See the full table in ADR 0023. In one line each:

  • vs C — memory-safe, with sum types / inference / comptime; WASM-first.
  • vs Zig (closest) — adds sum types + pattern matching + inference, a GC-optional multi-mode memory model, and syntax-level metaprogramming (strata).
  • vs Rust — gradual/additive safety (not borrow-checked by default), no traits, GC-optional, smaller surface.
  • vs OCaml — systems-first (manual/gradual memory, no GC), HM-lite, not functional.
  • vs Roc — systems vs. functional: Roc is pure-ish + auto-managed + abilities; Silicon is imperative + gradual memory + comptime, no typeclasses.
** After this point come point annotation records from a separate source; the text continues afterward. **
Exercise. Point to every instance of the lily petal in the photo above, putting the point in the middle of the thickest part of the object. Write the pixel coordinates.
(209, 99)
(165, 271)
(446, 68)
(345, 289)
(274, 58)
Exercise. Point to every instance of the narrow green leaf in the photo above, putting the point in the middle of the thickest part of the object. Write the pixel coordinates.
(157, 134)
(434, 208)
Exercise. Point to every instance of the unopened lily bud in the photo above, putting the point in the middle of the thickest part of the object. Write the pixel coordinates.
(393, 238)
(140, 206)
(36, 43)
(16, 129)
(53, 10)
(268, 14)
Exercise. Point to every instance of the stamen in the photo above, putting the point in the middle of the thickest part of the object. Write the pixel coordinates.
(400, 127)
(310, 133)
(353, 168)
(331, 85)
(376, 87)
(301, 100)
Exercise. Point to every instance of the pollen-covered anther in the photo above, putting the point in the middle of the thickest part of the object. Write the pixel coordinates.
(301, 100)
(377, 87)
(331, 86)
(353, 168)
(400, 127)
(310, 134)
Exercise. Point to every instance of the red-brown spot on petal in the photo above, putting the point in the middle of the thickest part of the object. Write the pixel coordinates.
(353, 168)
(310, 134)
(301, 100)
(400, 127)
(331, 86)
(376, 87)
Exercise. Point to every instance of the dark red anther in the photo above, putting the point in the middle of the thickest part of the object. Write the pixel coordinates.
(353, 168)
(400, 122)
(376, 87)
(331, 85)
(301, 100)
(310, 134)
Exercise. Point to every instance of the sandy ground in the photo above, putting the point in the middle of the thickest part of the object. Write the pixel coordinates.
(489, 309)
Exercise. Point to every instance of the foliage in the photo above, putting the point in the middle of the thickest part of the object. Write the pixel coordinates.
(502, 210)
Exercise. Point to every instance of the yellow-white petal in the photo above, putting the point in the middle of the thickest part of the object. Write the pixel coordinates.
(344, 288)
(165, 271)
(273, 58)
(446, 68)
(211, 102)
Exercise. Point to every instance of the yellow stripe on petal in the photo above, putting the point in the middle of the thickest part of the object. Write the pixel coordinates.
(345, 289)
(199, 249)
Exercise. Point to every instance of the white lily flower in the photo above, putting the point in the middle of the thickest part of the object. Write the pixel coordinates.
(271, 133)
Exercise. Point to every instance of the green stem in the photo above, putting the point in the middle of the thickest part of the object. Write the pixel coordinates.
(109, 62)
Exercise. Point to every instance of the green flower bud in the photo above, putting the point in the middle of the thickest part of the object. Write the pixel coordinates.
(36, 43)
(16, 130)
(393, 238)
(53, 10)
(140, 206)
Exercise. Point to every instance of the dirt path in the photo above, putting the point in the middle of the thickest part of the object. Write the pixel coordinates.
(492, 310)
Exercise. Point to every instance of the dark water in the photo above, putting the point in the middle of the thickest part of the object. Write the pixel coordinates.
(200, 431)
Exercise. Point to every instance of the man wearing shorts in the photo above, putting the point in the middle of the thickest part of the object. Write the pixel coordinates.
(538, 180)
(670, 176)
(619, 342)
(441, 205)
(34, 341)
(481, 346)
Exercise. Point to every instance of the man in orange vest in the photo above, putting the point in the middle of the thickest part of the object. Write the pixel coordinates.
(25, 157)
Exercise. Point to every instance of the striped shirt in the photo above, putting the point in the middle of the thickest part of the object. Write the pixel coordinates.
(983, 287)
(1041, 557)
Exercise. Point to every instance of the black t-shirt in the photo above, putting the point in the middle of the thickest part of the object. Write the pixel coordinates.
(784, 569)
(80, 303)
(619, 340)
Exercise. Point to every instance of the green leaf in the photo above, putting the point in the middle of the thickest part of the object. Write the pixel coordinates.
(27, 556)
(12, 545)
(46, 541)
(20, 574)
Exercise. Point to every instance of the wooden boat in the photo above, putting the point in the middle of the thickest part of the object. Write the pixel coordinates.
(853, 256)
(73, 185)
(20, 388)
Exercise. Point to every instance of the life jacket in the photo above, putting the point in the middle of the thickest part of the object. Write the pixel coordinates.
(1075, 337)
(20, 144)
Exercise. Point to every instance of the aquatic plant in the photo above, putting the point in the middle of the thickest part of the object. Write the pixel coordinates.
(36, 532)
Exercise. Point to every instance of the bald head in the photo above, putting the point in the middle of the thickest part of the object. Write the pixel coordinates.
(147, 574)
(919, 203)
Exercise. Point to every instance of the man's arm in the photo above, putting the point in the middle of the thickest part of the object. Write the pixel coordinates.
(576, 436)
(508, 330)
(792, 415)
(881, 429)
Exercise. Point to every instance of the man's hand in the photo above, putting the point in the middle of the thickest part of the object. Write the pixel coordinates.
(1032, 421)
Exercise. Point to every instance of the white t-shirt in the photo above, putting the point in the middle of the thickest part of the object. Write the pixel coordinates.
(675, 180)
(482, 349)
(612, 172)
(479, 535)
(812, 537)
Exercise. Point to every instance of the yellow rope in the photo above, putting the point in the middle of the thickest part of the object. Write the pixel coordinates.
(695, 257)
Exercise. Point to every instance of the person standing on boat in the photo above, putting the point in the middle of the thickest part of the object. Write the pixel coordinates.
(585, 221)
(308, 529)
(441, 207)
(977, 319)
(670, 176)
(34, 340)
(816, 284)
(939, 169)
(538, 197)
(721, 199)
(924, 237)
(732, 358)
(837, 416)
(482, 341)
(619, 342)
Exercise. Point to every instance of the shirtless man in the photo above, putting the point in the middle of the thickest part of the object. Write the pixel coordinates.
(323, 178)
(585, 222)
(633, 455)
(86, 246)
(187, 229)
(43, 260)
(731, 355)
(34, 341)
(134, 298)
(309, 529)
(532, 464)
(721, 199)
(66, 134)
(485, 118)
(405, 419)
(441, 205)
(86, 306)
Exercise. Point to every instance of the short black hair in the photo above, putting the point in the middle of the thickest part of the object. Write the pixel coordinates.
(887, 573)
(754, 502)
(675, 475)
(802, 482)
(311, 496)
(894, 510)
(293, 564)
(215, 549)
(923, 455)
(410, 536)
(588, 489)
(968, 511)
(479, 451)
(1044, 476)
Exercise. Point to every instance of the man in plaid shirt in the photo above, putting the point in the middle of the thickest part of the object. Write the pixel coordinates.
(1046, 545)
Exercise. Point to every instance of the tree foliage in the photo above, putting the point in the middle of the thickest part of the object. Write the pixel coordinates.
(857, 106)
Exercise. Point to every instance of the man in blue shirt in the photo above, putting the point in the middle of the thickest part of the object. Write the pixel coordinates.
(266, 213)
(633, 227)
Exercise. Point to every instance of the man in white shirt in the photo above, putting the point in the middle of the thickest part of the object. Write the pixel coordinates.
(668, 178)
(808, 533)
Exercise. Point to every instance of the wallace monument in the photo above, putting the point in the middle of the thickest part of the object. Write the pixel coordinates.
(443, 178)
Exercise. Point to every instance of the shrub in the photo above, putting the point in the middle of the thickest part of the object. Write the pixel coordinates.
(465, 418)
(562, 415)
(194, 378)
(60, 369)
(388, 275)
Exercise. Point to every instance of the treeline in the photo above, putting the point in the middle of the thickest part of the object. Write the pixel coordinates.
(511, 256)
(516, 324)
What has to be true for the pitch to hold

The positioning is credible only if the roadmap lands:

  1. The v1.0 100%-web/bun-FFI gate — bindgen → async/Promise → closures (ADR 0017–0019).
  2. A package / ecosystem story.
  3. The borrow checker maturing (ADR 0011) so "gradual safety" is real, not aspirational.
  4. The wasm-gc world materializing — already happening (JSC/Bun, V8 ship it).

Strategic focus: bet on niches 1–3 (web / edge / plugins), where the WASM-first

  • host-interop + GC-flexibility combination is genuinely unique. Don't fight Zig/Rust on native ground.